当日、予約した時間前にA病院に到着したが、あまり待たされる事も無く話を聞く事が出来た。
「ご本人様は自分が”癌”であることを知っていますか?」
と聞かれ私達は今迄の経緯を話した。
「本人も”癌”である事は知っています。ですが、余命までは知りません・・・」


膵臓癌を告知された時に、父は余命までは知らされていなかったが、姉が怒り担当医との面談をした時に、私達家族は余命宣告をされていた。
はっきりとは言えないが、三ヶ月か・半年、抗がん剤治療が上手くいけば一年位・・・との事だった。

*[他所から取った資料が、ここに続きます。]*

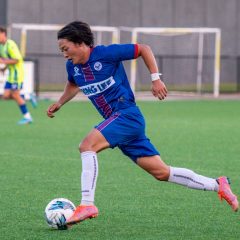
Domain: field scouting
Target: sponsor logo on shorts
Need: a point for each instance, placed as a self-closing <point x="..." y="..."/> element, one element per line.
<point x="96" y="88"/>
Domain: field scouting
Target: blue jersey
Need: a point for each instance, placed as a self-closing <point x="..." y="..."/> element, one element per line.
<point x="103" y="78"/>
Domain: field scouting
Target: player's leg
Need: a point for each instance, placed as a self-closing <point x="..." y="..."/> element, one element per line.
<point x="90" y="146"/>
<point x="13" y="91"/>
<point x="23" y="107"/>
<point x="156" y="167"/>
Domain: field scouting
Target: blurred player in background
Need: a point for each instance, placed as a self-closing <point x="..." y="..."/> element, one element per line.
<point x="98" y="71"/>
<point x="11" y="57"/>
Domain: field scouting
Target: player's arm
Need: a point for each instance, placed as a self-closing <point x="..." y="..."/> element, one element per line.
<point x="158" y="87"/>
<point x="8" y="61"/>
<point x="70" y="92"/>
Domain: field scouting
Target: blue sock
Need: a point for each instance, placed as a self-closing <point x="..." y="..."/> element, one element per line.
<point x="23" y="109"/>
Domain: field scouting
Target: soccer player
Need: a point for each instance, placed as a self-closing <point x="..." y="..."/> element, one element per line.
<point x="11" y="57"/>
<point x="99" y="73"/>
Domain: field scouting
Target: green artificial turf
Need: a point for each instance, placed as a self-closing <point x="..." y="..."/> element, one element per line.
<point x="39" y="162"/>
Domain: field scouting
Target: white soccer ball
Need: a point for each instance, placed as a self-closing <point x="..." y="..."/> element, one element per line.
<point x="57" y="211"/>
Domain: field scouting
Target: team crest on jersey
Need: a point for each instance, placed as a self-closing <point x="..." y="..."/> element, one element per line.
<point x="97" y="66"/>
<point x="76" y="70"/>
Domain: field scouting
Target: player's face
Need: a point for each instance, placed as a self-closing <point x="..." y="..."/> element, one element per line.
<point x="75" y="52"/>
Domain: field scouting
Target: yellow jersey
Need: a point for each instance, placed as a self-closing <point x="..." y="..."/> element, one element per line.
<point x="10" y="50"/>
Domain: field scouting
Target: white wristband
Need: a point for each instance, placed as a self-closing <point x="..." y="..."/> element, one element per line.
<point x="155" y="76"/>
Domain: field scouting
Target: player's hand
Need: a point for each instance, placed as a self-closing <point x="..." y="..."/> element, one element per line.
<point x="159" y="89"/>
<point x="52" y="109"/>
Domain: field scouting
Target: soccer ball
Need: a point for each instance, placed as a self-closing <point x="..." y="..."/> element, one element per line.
<point x="57" y="211"/>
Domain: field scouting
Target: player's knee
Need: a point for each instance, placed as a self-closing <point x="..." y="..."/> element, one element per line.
<point x="162" y="175"/>
<point x="85" y="145"/>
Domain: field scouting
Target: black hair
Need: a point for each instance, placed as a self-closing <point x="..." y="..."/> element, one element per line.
<point x="77" y="32"/>
<point x="3" y="29"/>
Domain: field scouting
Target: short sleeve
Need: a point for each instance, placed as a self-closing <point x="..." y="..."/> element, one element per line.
<point x="13" y="50"/>
<point x="120" y="52"/>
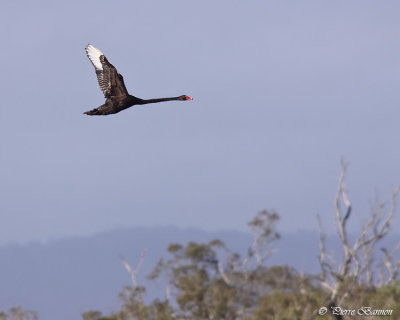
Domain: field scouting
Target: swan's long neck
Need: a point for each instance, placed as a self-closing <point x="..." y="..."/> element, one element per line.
<point x="146" y="101"/>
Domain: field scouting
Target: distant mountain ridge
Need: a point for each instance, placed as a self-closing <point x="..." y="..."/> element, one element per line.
<point x="62" y="279"/>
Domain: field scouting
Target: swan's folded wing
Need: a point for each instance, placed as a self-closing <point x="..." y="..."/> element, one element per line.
<point x="110" y="81"/>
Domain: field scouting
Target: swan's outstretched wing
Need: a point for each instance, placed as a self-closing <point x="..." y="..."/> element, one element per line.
<point x="110" y="81"/>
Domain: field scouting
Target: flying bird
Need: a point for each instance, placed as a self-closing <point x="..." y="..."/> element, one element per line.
<point x="113" y="87"/>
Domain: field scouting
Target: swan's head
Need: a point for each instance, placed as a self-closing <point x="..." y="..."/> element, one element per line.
<point x="183" y="97"/>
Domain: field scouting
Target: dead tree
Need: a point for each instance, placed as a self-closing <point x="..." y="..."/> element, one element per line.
<point x="357" y="265"/>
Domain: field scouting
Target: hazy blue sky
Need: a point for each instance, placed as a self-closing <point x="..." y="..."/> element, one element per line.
<point x="282" y="90"/>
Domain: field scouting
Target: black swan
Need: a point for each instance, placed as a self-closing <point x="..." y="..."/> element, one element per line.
<point x="113" y="87"/>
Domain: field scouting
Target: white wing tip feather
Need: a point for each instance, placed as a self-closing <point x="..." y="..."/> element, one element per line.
<point x="94" y="56"/>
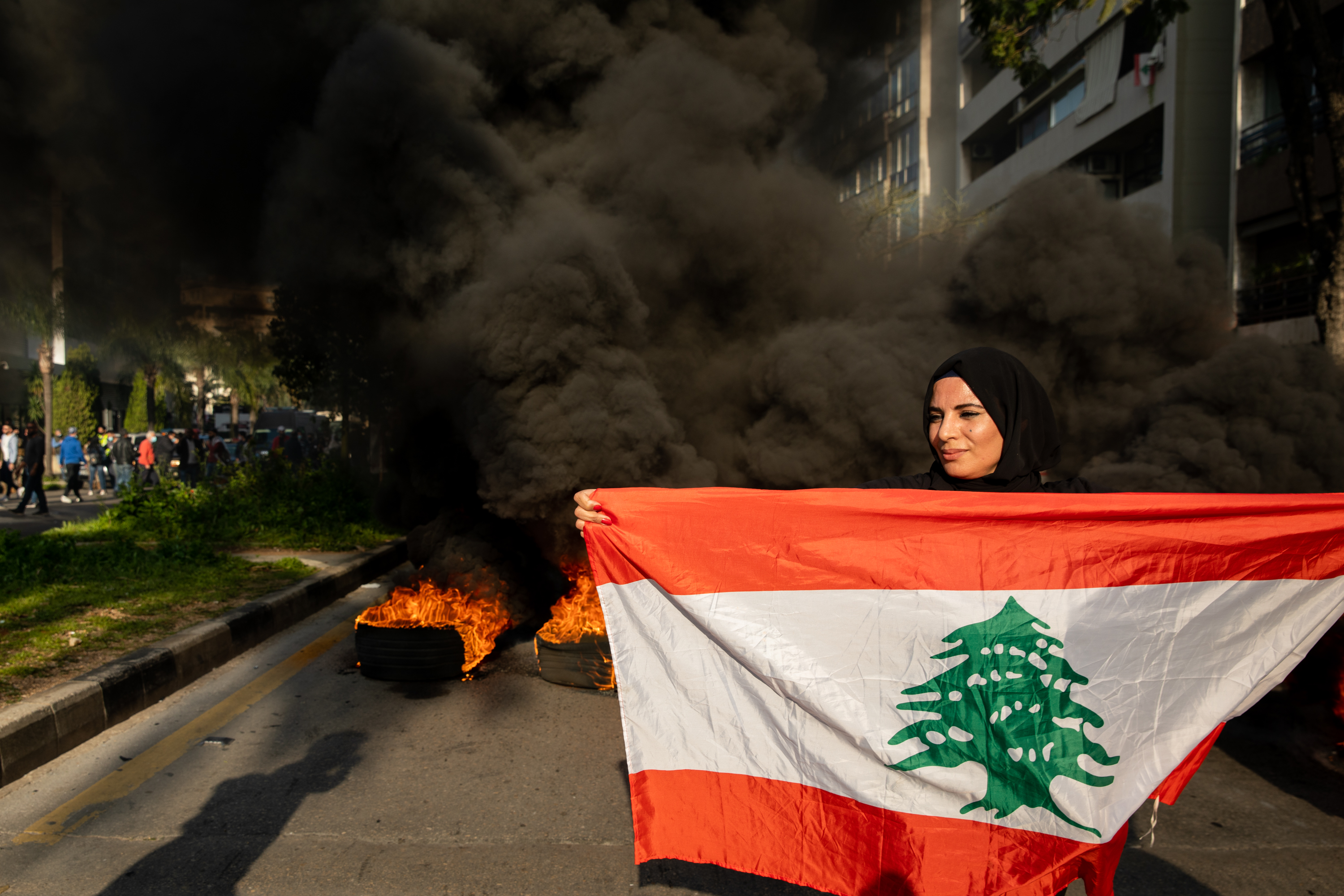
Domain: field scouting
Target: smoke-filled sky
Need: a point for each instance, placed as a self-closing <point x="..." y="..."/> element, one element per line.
<point x="581" y="233"/>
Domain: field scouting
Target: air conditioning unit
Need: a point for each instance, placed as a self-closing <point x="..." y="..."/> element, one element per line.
<point x="1103" y="163"/>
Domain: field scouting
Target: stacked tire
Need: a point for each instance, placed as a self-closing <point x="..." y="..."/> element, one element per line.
<point x="578" y="664"/>
<point x="409" y="655"/>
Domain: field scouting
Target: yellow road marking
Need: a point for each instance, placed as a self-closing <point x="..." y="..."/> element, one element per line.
<point x="52" y="828"/>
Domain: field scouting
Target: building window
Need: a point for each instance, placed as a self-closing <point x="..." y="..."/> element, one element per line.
<point x="866" y="175"/>
<point x="1034" y="125"/>
<point x="1050" y="104"/>
<point x="905" y="152"/>
<point x="1065" y="104"/>
<point x="904" y="85"/>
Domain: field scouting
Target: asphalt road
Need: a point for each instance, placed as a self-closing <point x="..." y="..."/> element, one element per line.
<point x="334" y="784"/>
<point x="60" y="513"/>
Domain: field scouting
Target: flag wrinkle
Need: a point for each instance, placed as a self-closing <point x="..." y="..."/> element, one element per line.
<point x="762" y="667"/>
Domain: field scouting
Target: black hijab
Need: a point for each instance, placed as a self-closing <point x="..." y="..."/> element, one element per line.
<point x="1019" y="408"/>
<point x="1018" y="405"/>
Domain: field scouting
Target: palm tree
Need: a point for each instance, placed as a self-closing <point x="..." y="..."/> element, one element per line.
<point x="248" y="370"/>
<point x="152" y="349"/>
<point x="38" y="308"/>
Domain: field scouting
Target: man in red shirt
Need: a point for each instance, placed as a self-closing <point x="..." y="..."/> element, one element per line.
<point x="148" y="474"/>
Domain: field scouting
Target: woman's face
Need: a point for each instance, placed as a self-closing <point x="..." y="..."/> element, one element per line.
<point x="961" y="432"/>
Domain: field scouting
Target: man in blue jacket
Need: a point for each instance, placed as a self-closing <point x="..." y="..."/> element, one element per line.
<point x="72" y="456"/>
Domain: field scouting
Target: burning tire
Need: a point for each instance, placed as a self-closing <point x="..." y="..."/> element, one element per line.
<point x="418" y="653"/>
<point x="580" y="664"/>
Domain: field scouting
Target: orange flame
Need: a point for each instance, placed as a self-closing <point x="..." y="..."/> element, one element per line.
<point x="480" y="618"/>
<point x="580" y="612"/>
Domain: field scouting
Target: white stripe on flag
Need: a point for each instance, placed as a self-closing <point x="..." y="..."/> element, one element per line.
<point x="801" y="685"/>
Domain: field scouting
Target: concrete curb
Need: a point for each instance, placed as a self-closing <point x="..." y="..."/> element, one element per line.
<point x="45" y="726"/>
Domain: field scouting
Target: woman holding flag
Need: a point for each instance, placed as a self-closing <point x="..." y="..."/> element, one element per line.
<point x="991" y="429"/>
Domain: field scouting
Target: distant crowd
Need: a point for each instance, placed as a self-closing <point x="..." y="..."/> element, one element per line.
<point x="119" y="460"/>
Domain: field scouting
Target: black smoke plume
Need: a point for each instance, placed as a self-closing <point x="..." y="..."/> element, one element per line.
<point x="585" y="241"/>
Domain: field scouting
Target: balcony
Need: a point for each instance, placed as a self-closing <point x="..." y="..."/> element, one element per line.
<point x="1276" y="302"/>
<point x="1271" y="135"/>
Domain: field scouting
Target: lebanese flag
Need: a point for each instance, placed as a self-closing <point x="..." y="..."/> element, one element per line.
<point x="941" y="694"/>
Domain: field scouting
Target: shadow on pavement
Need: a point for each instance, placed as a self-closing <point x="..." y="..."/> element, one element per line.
<point x="711" y="879"/>
<point x="1283" y="742"/>
<point x="240" y="821"/>
<point x="1143" y="874"/>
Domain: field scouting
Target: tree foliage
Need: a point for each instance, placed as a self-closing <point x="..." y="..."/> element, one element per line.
<point x="323" y="353"/>
<point x="77" y="394"/>
<point x="1014" y="31"/>
<point x="138" y="418"/>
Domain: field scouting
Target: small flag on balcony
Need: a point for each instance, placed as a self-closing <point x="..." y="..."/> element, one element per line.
<point x="1146" y="68"/>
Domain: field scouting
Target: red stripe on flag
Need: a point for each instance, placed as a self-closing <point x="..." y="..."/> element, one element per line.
<point x="1172" y="786"/>
<point x="816" y="839"/>
<point x="715" y="540"/>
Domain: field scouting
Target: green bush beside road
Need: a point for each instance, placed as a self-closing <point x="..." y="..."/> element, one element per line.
<point x="318" y="508"/>
<point x="65" y="602"/>
<point x="155" y="563"/>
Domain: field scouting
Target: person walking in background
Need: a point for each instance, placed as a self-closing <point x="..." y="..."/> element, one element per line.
<point x="34" y="458"/>
<point x="9" y="460"/>
<point x="146" y="457"/>
<point x="215" y="454"/>
<point x="164" y="444"/>
<point x="97" y="464"/>
<point x="189" y="458"/>
<point x="293" y="449"/>
<point x="123" y="456"/>
<point x="72" y="456"/>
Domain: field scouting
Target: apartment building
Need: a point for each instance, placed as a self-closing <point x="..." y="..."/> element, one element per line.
<point x="929" y="127"/>
<point x="1272" y="258"/>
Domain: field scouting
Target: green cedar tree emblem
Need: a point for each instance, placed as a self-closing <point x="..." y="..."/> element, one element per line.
<point x="1007" y="707"/>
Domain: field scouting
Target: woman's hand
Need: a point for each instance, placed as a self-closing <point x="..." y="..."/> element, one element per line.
<point x="588" y="511"/>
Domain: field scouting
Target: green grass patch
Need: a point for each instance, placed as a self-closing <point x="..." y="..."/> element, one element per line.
<point x="66" y="606"/>
<point x="319" y="508"/>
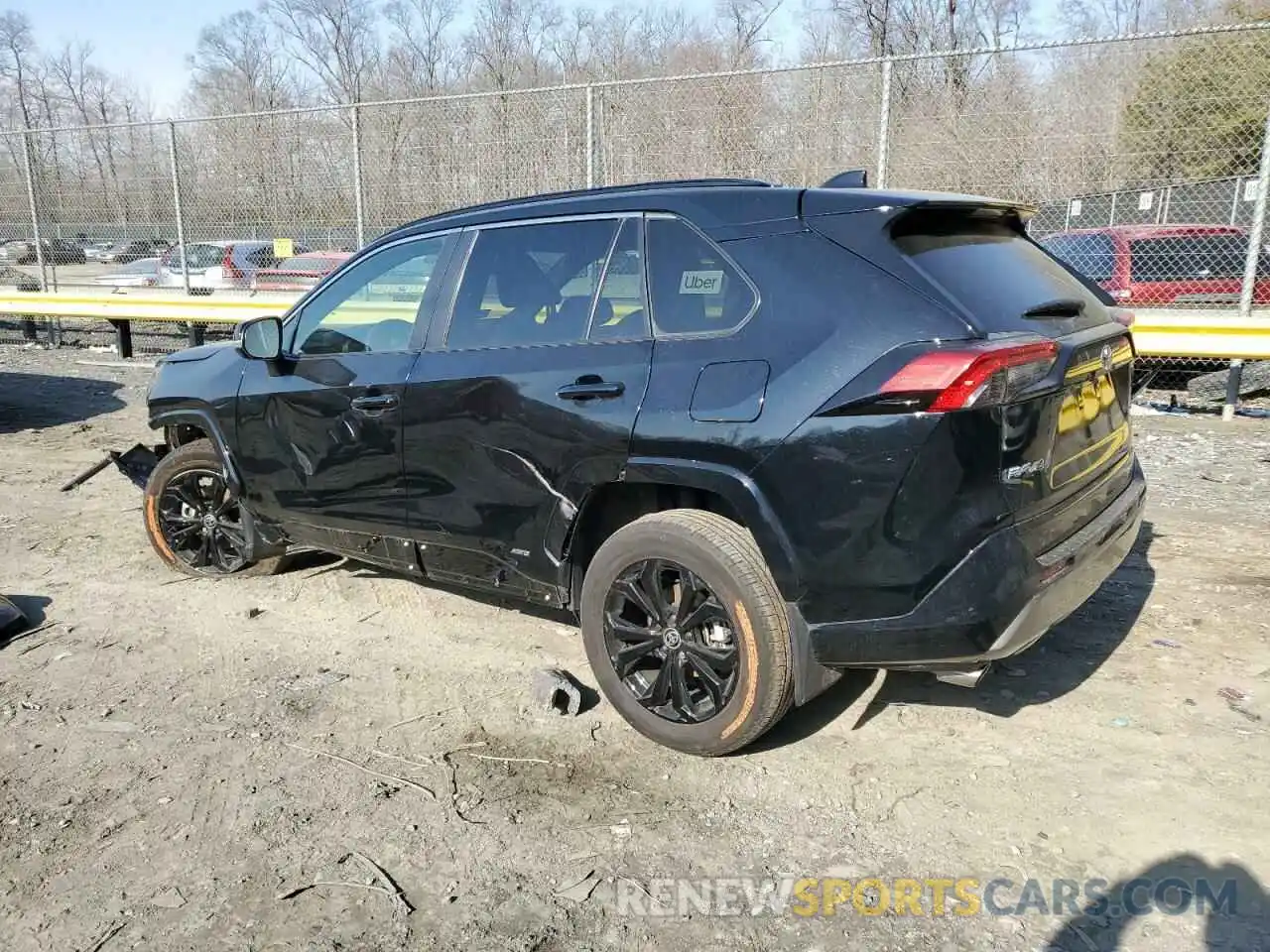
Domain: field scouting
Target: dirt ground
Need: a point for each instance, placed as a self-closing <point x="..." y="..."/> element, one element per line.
<point x="159" y="788"/>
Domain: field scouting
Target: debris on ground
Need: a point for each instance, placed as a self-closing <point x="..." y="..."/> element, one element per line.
<point x="1233" y="694"/>
<point x="169" y="897"/>
<point x="580" y="888"/>
<point x="136" y="463"/>
<point x="558" y="692"/>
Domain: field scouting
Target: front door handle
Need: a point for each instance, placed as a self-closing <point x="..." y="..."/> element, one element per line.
<point x="373" y="405"/>
<point x="590" y="390"/>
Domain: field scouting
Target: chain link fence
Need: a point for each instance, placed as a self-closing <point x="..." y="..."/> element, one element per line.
<point x="1146" y="155"/>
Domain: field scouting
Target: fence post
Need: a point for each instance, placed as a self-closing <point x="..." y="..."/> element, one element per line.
<point x="884" y="123"/>
<point x="358" y="197"/>
<point x="1256" y="227"/>
<point x="35" y="213"/>
<point x="176" y="203"/>
<point x="590" y="136"/>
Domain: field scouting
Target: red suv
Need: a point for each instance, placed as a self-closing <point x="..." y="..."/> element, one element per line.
<point x="1156" y="266"/>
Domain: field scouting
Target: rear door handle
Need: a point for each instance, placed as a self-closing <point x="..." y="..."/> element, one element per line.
<point x="592" y="390"/>
<point x="372" y="405"/>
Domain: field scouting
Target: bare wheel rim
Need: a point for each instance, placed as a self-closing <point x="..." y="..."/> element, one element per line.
<point x="200" y="522"/>
<point x="671" y="642"/>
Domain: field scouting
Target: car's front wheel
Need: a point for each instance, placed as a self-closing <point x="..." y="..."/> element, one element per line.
<point x="191" y="518"/>
<point x="686" y="631"/>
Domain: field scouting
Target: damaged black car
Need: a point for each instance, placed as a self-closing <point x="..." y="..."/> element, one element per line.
<point x="751" y="434"/>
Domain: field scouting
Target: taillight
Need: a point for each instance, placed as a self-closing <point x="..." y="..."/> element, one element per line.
<point x="987" y="375"/>
<point x="227" y="267"/>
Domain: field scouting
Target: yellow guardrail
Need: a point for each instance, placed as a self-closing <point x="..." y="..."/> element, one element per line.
<point x="1202" y="334"/>
<point x="144" y="306"/>
<point x="1156" y="333"/>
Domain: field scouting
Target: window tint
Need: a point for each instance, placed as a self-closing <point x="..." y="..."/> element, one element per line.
<point x="1092" y="255"/>
<point x="373" y="306"/>
<point x="693" y="287"/>
<point x="530" y="285"/>
<point x="620" y="311"/>
<point x="992" y="271"/>
<point x="1188" y="257"/>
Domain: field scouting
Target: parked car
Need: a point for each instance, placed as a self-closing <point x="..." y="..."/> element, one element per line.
<point x="56" y="252"/>
<point x="141" y="273"/>
<point x="218" y="264"/>
<point x="299" y="273"/>
<point x="751" y="434"/>
<point x="1157" y="266"/>
<point x="96" y="250"/>
<point x="126" y="252"/>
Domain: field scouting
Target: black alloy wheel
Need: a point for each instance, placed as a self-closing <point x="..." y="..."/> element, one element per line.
<point x="671" y="642"/>
<point x="200" y="522"/>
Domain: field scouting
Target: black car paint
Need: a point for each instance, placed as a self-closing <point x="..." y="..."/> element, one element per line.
<point x="480" y="472"/>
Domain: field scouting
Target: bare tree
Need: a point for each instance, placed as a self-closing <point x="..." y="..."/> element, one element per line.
<point x="422" y="56"/>
<point x="17" y="51"/>
<point x="239" y="64"/>
<point x="335" y="40"/>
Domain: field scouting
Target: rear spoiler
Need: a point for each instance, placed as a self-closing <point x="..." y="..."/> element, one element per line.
<point x="834" y="198"/>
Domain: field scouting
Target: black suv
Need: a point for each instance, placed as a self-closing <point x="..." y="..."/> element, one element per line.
<point x="751" y="434"/>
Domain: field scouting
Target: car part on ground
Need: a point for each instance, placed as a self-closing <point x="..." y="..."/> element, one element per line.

「では、いざ此方に入られる時には、ご本人様にもその旨お話下さい。そして、おそらく直ぐにはベッドの空きが無いと思われるので、一ヶ月弱は待機して頂くようになるかも知れません。」
と言われた。
その後、緩和ケア病棟を案内して貰った。

A病院は新しく、院内もとても綺麗であった。
勿論、緩和ケア病棟もとても綺麗で清潔感溢れるものなのだが、何か違和感があった。
昼間で外が明るい為か、病棟内の廊下は電気を点けてはいず、薄暗い感じさえした。
廊下を歩きながら、申し訳無いと思いながらも病室のドアが開いてるいると、見る気もなく中を覗き見てしまう。
そこに入院されている方々は自分の余命を知り、自分の意思で此処に入院している。

一通り病棟内を案内して貰った後に
「では、ご家族様の意思が固まりましたら、ご連絡下さい。」
との言葉を受けて、A病院を後にした。

帰りの車中で兄と話し合った。
私達は父には報告しない事にした。

その時がきたら父の望む選択肢を一つでも増やすべく、ホスピスを見学に来たのだ。
父が在宅看護を望むのなら、勿論それを尊重するし、とにかく痛みに絶え続け・納得のいかない状況下の中で生涯を終えていく・・・
なんて事だけは、したくなかった。
父が望む状況の中で、父が望める選択肢を少しでもひろげる為に、見学しただけだった。
確かに苦しい想い・痛い想いだけはさせたくないし、今でも勿論ホスピスの事は視野に入れているし、否定もしていない。
でも・・・出来る事なら、自宅でその時を、家族皆の見守る中で見送ってあげたい。と、強く思った。

だからと言って、諦めている訳では決して無い!
手術が出来なかろうが、何だろうが、”膵臓癌”なんかに負けてたまるかっっっ!
「まだまだ、この先何年も・何十年も生きて貰わなければ困るっ、困るんだぁ~!!!」
と、いい歳して自他共に認める”ファザコン”の私は、強く・強く胸に思った。